Жаль, что нет поблизости Лайоша. Я спросил бы его, прислал он медсестру, проинструктированную медсестру, или действительно это Ализа — подруга Аготы. Или, может быть, это другая больная, с другого рода эндокринойей из психосоматического отделения? Я сам не могу разобраться. Неужели нет никакой разницы?
Конечно, она медсестра, я знаю. Устрашающе пунктуальная медсестра.
За этими грубыми приемами, может быть, она прячет свое сочувствие. Может быть, в кармане у нее мозольный пластырь, и она торопится домой к своему папаше, почтальону, который уже вопит от боли. Может быть, она на третьем месяце беременности.
— Прошу вас, милая Ализа, мне жаль Аготу, но я знаю, что это мое личное дело. А сохранять достоинство мне совершенно ни к чему; зато вы это прекрасно делаете.
Для нас обоих стали просто мучительными последние несколько минут, пока наконец не появилась Агота.
Она была в грубошерстном пальто, которое купила на свою премию, — никому не нужный театральный жест. Вышитый платок очень шел ей. Появление Аготы не произвело бы неприятного впечатления, если бы вдруг не зажгли свет в вестибюле и не мелькнули красные, обсыпанные сухарями руки, предупредительно придерживающие дверь.
«Neue Jachlichkeit», да, самый нейтральный тон! Здравствуй, здравствуй, насколько я знаю, домой за вещами, — и мы зашагали рядом, посередине Агота, — как поживаешь? — Спасибо. «Горная фея»? — Спасибо, прекрасное место для отдыха, а ты? — Спасибо, хорошо…

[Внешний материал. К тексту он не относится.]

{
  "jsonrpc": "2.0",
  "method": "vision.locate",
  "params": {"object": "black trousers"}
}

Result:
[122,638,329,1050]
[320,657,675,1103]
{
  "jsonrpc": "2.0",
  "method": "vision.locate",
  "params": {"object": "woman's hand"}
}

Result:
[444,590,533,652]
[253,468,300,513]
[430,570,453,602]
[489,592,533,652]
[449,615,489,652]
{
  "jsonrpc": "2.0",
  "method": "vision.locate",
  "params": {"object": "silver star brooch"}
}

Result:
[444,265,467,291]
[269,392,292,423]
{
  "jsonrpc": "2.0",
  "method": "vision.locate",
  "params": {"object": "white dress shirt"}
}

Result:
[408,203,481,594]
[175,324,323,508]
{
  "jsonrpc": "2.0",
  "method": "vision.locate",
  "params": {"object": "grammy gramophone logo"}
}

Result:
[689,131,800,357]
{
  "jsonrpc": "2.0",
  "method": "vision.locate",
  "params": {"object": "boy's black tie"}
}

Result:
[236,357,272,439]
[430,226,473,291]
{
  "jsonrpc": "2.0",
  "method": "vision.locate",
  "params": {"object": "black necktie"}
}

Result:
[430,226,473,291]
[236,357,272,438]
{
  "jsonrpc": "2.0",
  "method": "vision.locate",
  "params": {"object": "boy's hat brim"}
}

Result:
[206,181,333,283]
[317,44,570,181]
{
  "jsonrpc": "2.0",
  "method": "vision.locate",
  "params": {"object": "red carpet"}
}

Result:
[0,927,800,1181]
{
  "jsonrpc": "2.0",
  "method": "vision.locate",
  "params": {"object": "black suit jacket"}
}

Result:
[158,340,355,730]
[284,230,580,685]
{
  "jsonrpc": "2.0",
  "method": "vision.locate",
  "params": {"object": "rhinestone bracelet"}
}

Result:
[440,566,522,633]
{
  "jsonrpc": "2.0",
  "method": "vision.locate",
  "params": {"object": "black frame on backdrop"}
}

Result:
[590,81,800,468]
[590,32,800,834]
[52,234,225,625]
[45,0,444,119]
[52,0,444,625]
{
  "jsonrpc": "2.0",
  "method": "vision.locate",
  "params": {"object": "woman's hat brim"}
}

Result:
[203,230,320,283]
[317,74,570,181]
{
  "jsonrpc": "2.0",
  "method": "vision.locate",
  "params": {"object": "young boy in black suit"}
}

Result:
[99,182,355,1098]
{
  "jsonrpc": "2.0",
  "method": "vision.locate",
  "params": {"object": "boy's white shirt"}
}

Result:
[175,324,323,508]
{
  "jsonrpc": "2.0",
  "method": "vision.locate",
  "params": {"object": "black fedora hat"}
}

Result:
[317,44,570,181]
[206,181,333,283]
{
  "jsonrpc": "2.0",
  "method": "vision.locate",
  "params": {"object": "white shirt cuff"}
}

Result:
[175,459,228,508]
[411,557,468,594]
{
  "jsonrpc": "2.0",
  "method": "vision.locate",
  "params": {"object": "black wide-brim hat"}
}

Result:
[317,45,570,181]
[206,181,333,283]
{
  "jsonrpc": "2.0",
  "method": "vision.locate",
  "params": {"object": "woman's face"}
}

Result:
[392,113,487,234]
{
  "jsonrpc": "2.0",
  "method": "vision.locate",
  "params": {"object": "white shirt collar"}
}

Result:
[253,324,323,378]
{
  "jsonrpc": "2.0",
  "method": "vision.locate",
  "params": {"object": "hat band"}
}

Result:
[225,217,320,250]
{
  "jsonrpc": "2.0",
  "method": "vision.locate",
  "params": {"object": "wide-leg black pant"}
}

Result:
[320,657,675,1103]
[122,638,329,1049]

Но я неотступно наблюдаю за Аготой — к чему скрывать? — мы идем рядом, и я рассматриваю ее сбоку. Неправда, что при эндокринойе отсутствуют внешние признаки. Возможно, для врача, постороннего человека. Но не для меня, который больше двадцати лет знает Аготу, видел ее лицо, полное муки и страсти, скуки и сосредоточенности, усталости и материнского счастья, — нет, неправда! Чужое лицо. Сроду не виданное, давным-давно не виданное, даже забытое, нет, нет, сроду не виданное, совсем новое лицо.
Красивое. Такое красивое лицо! Если бы я даже не знал, что бедняжка тяжело больна, трогательное, вызывающее слезы и раскаяние красивое лицо. Яркое, излучающее внутренний свет, яркое лицо; даже серые глаза ее другого оттенка в этом ослепительном лихорадочном блеске; вокруг глаз, как навощенная, натянута кожа; я смотрю на ее шею, едва прикрытую платком, и вижу: эта трогательная, с пульсирующими жилками шея возбуждает кроткое желание, предупредительную любовь, молитвенное настроение, а не снихождение, жалость, как шея стареющей жены. И знаю: истощенные клетки где-то обретают источник новых соков; ведь я уже понял: это смятая перфорационная лента, эндокринойя… Сроду не виданное, одухотворенное, лихорадочное, красивое лицо. И разве нет наружных примет? А эта лучезарность, эти легкие горячие капельки влаги; после бани от расширения кровеносных сосудов бывает такая кожа. У девочек такая кожа даже в трескучий мороз.